Synopsis: Robert Miller (Richard Gere) is a suave and wealthy married 60-year-old who seems to have it all. But on the eve of selling his company “irregularities” in his books are uncovered. To add to his woes, a catastrophic accident  threatens to blow open the web of deceit that his life his become. With NYPD Det. Michael Bryer (Tim Roth) on his trail, it remains to be seen how much immunity money can buy.

Aside from a couple of plot holes, Arbitrage is a solidly entertaining film on many levels. Firstly it is smartly scripted by the director (making his debut feature) in a way that doesn’t allow financial jargon to overwhelm the human interest and narrative tension of the story.  It is elegantly shot but best of all it has a strong cast whose characters’ motivations are convincingly portrayed throughout.

When we first meet Robert he appears to be an ideal male – considerate, in control of his world and a real family man under the business suit. He heads home for his 60th birthday celebration and delivers a heartfelt speech to his extended family. Women in the audience may think, “Where do I find a guy like him?” But like all illusions this one is shattered as we progressively learn the extent of his duplicity, both on a personal level and in regard to fraudulent activities involving a failed investment. . 

As the plot thickens, tensions escalate from scene to scene.. To add to everyone’s woes, Det. Bryer is like a dog with a bone, perhaps harbouring some personal eat-the-rich grievance that inspires him to want to bring the seemingly untouchable billionaire to his knees.

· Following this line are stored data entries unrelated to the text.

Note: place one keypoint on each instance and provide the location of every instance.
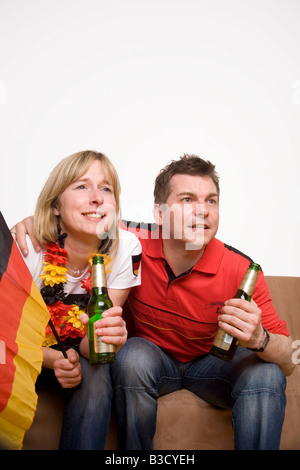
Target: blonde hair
(69, 170)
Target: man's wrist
(263, 343)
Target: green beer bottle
(100, 353)
(224, 345)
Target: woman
(77, 215)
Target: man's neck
(180, 259)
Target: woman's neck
(78, 254)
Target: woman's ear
(56, 210)
(157, 214)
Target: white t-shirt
(121, 275)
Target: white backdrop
(145, 81)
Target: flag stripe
(6, 241)
(10, 327)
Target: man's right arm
(19, 232)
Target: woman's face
(87, 207)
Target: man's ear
(157, 213)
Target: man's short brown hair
(186, 165)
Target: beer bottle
(225, 345)
(100, 353)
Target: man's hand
(19, 232)
(111, 327)
(68, 371)
(242, 319)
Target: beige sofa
(184, 421)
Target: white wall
(145, 82)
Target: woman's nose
(96, 196)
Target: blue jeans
(87, 409)
(252, 388)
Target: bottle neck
(248, 283)
(98, 276)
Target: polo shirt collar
(209, 261)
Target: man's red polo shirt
(180, 314)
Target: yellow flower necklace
(64, 317)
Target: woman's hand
(68, 371)
(111, 327)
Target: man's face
(191, 212)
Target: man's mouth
(198, 227)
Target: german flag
(23, 319)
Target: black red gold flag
(23, 319)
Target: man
(189, 279)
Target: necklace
(77, 272)
(64, 317)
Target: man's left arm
(242, 320)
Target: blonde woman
(77, 214)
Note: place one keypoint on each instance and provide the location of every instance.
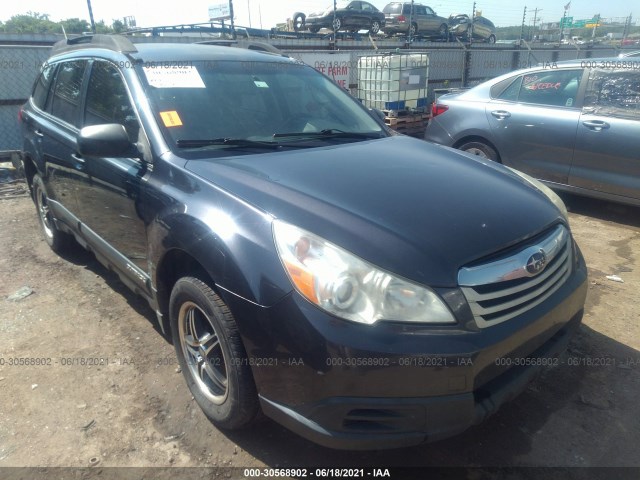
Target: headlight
(550, 194)
(349, 287)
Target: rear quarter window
(613, 93)
(41, 87)
(66, 95)
(550, 88)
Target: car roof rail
(116, 43)
(248, 44)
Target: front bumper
(319, 22)
(349, 386)
(394, 28)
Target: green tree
(118, 26)
(31, 22)
(75, 25)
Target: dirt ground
(110, 394)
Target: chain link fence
(19, 66)
(448, 68)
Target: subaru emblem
(536, 262)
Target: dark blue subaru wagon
(362, 288)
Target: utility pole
(470, 29)
(535, 18)
(335, 30)
(233, 26)
(524, 18)
(410, 39)
(93, 24)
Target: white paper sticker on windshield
(174, 77)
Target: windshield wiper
(231, 142)
(329, 133)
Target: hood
(414, 208)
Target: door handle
(500, 114)
(596, 125)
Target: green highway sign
(566, 22)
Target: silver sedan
(574, 125)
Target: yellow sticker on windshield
(171, 119)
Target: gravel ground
(111, 395)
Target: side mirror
(378, 113)
(108, 140)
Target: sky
(266, 13)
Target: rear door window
(108, 99)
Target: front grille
(506, 287)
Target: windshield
(393, 8)
(224, 104)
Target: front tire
(211, 354)
(56, 239)
(480, 149)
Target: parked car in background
(250, 200)
(483, 29)
(351, 16)
(574, 125)
(633, 54)
(422, 21)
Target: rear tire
(480, 149)
(56, 239)
(211, 355)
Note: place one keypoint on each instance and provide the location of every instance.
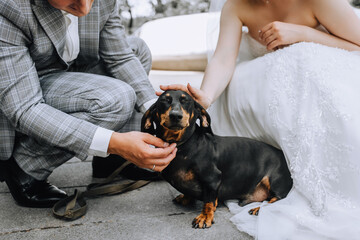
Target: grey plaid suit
(49, 109)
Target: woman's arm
(336, 16)
(221, 67)
(219, 71)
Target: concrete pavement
(146, 213)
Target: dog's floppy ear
(204, 118)
(147, 121)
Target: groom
(69, 82)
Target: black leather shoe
(103, 167)
(26, 190)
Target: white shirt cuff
(100, 142)
(147, 105)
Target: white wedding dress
(304, 99)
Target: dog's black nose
(175, 115)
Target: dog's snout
(176, 115)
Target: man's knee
(114, 106)
(141, 51)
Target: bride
(294, 83)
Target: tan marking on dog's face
(165, 118)
(205, 123)
(185, 121)
(147, 123)
(172, 135)
(206, 217)
(186, 176)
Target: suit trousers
(87, 94)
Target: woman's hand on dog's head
(197, 94)
(136, 148)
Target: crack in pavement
(52, 227)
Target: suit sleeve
(120, 60)
(21, 98)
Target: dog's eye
(166, 100)
(184, 100)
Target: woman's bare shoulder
(240, 8)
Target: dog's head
(173, 117)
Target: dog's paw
(203, 221)
(254, 211)
(183, 200)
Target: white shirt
(101, 139)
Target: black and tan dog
(209, 167)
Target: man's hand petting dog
(135, 147)
(197, 94)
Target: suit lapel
(53, 23)
(89, 36)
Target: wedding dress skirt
(304, 99)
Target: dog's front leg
(210, 193)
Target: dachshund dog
(209, 167)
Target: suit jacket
(32, 38)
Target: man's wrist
(100, 142)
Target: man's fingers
(174, 87)
(161, 152)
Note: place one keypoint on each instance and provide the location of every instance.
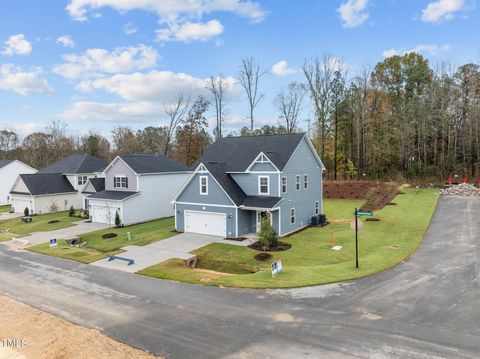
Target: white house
(138, 187)
(9, 171)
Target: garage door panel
(205, 223)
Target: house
(138, 187)
(56, 187)
(9, 171)
(239, 181)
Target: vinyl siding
(216, 195)
(302, 162)
(119, 168)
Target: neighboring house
(241, 180)
(56, 187)
(9, 171)
(138, 187)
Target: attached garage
(211, 223)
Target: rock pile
(463, 189)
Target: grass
(97, 248)
(4, 209)
(39, 224)
(311, 261)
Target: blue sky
(96, 64)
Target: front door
(262, 215)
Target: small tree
(118, 222)
(267, 236)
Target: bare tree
(176, 114)
(289, 104)
(218, 86)
(249, 78)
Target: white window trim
(206, 185)
(259, 186)
(286, 184)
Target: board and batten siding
(248, 182)
(120, 168)
(154, 200)
(302, 162)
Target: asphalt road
(426, 307)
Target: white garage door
(20, 204)
(214, 224)
(103, 214)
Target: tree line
(400, 119)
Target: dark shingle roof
(153, 163)
(112, 195)
(3, 163)
(76, 163)
(98, 184)
(260, 201)
(239, 152)
(47, 183)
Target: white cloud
(95, 62)
(23, 82)
(430, 49)
(190, 31)
(281, 69)
(443, 10)
(17, 45)
(353, 13)
(66, 41)
(129, 28)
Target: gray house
(241, 180)
(138, 187)
(56, 187)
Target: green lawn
(5, 208)
(311, 261)
(39, 224)
(97, 247)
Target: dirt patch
(280, 247)
(262, 257)
(49, 337)
(109, 235)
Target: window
(263, 185)
(120, 182)
(81, 180)
(203, 185)
(284, 184)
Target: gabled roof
(3, 163)
(46, 183)
(239, 152)
(76, 163)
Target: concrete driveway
(178, 246)
(427, 307)
(78, 228)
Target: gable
(191, 193)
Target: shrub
(118, 221)
(267, 236)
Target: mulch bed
(109, 235)
(280, 247)
(262, 257)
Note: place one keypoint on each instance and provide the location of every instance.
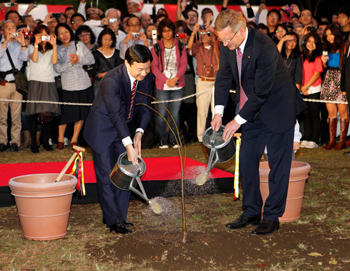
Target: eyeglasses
(229, 40)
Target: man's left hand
(230, 129)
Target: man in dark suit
(268, 105)
(345, 76)
(107, 129)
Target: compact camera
(45, 38)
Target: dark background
(320, 8)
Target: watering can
(126, 176)
(220, 151)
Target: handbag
(20, 79)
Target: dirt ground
(319, 240)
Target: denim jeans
(173, 107)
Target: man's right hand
(216, 122)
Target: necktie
(242, 96)
(133, 92)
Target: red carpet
(157, 169)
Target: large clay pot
(298, 174)
(43, 205)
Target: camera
(8, 5)
(56, 15)
(154, 34)
(45, 38)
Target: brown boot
(344, 125)
(332, 127)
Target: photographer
(14, 43)
(134, 36)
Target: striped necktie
(133, 92)
(242, 96)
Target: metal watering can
(219, 150)
(126, 176)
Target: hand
(52, 40)
(230, 129)
(137, 143)
(296, 146)
(73, 59)
(132, 154)
(216, 122)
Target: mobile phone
(311, 28)
(56, 15)
(154, 34)
(45, 38)
(8, 5)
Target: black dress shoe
(243, 221)
(266, 227)
(119, 228)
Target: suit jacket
(107, 119)
(271, 93)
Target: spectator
(76, 84)
(311, 88)
(207, 54)
(41, 85)
(291, 56)
(106, 56)
(169, 66)
(134, 36)
(344, 22)
(19, 53)
(86, 36)
(331, 91)
(77, 20)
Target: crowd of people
(66, 56)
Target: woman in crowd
(311, 88)
(86, 36)
(106, 56)
(41, 85)
(290, 53)
(76, 83)
(169, 66)
(331, 91)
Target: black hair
(165, 23)
(138, 53)
(345, 11)
(338, 39)
(131, 17)
(66, 26)
(85, 28)
(77, 15)
(295, 52)
(275, 11)
(38, 30)
(12, 11)
(315, 53)
(107, 31)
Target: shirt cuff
(240, 120)
(219, 109)
(126, 141)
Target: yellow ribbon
(236, 180)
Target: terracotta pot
(43, 205)
(298, 175)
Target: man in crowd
(15, 46)
(269, 103)
(108, 130)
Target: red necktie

Gere gives one of the best performances I’ve seen from him. He walks a fine line between Miller the paternalistic boss and caring husband and Miller the self-seeking hypocrite. It’s a joy to see British actor Roth back on the screen and after an extended run in the Lie To Me teleseries, his American persona and accent are note perfect. Brit Marling shines as the daughter who must discover some ugly truths about her adored father and find her own feet. Personal agendas are central to all the characters and even the slighted wife (Susan Sarandon) will play a trump card to get what she ultimately wants. In this world, where money rules, everyone is a user. But whether for good or bad is not entirely clear.

It is this ambiguity that distinguishes Arbitrage from recent films also dealing with corporate greed such as Wall Street: Money Never Sleeps (2010) and Margin Call (2011) and which makes it a much more personal affair.